A PodPreset is an object you can use to inject environment variables and other information into a pod as it’s created. A label selector on the PodPreset specifies which pods the PodPreset applies to. When you create a pod with a matching label, it’s populated with information from the PodPreset. This lets you author templates without the need to know all the information for every pod ahead of time.

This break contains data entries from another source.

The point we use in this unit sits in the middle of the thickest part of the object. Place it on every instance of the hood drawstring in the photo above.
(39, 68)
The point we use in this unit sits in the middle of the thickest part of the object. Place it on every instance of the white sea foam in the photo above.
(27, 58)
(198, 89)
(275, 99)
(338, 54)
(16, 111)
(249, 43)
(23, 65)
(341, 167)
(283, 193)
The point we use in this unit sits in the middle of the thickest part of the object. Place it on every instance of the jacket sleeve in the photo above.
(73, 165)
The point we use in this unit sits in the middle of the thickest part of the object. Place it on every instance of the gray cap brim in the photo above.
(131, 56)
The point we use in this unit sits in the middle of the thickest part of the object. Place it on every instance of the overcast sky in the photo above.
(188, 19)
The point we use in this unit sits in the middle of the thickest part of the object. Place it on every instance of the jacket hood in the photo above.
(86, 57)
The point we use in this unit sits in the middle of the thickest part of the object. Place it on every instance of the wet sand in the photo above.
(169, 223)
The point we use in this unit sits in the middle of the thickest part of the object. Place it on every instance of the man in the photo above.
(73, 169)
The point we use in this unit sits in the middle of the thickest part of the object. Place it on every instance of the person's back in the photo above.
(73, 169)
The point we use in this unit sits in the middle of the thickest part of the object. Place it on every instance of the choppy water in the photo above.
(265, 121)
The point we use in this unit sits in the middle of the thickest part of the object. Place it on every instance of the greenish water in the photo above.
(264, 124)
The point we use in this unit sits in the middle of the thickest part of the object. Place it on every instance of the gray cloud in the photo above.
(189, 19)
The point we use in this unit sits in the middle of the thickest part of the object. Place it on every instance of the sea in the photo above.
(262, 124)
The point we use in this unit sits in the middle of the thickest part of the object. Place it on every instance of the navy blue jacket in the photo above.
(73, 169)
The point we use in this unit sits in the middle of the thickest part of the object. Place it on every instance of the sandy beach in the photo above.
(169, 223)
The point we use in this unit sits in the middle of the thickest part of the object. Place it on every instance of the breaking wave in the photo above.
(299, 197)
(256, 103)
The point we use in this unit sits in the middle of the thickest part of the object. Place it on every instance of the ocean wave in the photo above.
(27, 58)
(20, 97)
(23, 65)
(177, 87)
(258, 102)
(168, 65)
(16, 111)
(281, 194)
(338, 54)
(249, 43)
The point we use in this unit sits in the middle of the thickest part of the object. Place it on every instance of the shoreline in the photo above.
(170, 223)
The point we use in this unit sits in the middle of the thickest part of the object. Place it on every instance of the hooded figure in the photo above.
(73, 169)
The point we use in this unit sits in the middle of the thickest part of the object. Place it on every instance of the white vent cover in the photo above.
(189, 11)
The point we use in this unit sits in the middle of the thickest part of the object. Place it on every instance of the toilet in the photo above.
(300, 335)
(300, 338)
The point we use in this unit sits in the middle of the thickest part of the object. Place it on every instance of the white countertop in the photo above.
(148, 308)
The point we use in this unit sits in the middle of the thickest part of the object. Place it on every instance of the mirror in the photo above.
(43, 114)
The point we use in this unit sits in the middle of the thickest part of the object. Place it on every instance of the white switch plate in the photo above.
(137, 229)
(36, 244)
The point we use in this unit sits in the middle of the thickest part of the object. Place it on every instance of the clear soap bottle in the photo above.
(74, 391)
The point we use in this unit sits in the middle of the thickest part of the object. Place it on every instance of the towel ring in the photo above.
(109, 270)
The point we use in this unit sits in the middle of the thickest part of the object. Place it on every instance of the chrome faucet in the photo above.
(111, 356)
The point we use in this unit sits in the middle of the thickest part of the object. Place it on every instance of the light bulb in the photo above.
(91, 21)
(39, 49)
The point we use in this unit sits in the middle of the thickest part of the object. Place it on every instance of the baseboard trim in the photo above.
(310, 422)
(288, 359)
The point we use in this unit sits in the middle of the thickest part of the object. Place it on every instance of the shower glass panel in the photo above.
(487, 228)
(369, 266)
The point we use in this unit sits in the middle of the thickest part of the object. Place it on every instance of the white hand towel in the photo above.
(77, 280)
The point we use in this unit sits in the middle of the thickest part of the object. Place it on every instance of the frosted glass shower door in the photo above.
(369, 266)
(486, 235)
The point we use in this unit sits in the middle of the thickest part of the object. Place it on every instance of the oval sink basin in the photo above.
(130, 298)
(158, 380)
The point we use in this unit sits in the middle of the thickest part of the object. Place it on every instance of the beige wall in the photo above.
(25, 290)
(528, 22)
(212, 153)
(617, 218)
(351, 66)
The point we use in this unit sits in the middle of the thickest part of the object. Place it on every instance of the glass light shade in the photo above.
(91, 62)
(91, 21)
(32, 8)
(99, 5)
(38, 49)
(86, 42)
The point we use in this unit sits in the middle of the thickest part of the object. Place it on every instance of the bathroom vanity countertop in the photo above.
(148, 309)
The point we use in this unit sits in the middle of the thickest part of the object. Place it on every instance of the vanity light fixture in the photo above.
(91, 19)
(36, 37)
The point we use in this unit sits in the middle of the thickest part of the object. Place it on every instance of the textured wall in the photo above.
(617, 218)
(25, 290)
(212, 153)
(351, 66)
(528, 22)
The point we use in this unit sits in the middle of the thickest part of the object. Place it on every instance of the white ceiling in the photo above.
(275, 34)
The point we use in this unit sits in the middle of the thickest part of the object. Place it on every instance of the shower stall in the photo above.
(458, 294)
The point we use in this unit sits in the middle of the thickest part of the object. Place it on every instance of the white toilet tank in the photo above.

With a ConfigMap, you can store nonconfidential data as key-value pairs, then pass the data to a pod as environment variables, command-line arguments, or configuration files. This lets you add environment-specific information to pods, making them more easily portable.

A Secret object makes it possible to pass confidential data to a pod, eliminating the need to store credentials or other sensitive data in application code, a container image, or a pod specification.

VMs and Containers Today

Although VMs and containers are very different, they have things in common. The ability to create a container from a template and then securely inject credentials and other information is familiar to anyone who has created VM images for use across a data center. Creating and orchestrating VMs with tools such as Puppet and Chef is not so different from managing containers with Kubernetes. However, these similarities don’t make it easy to move all virtualized workloads to containers. Containers and VMs have different characteristics and capabilities that make some workloads better suited to one runtime environment or the other.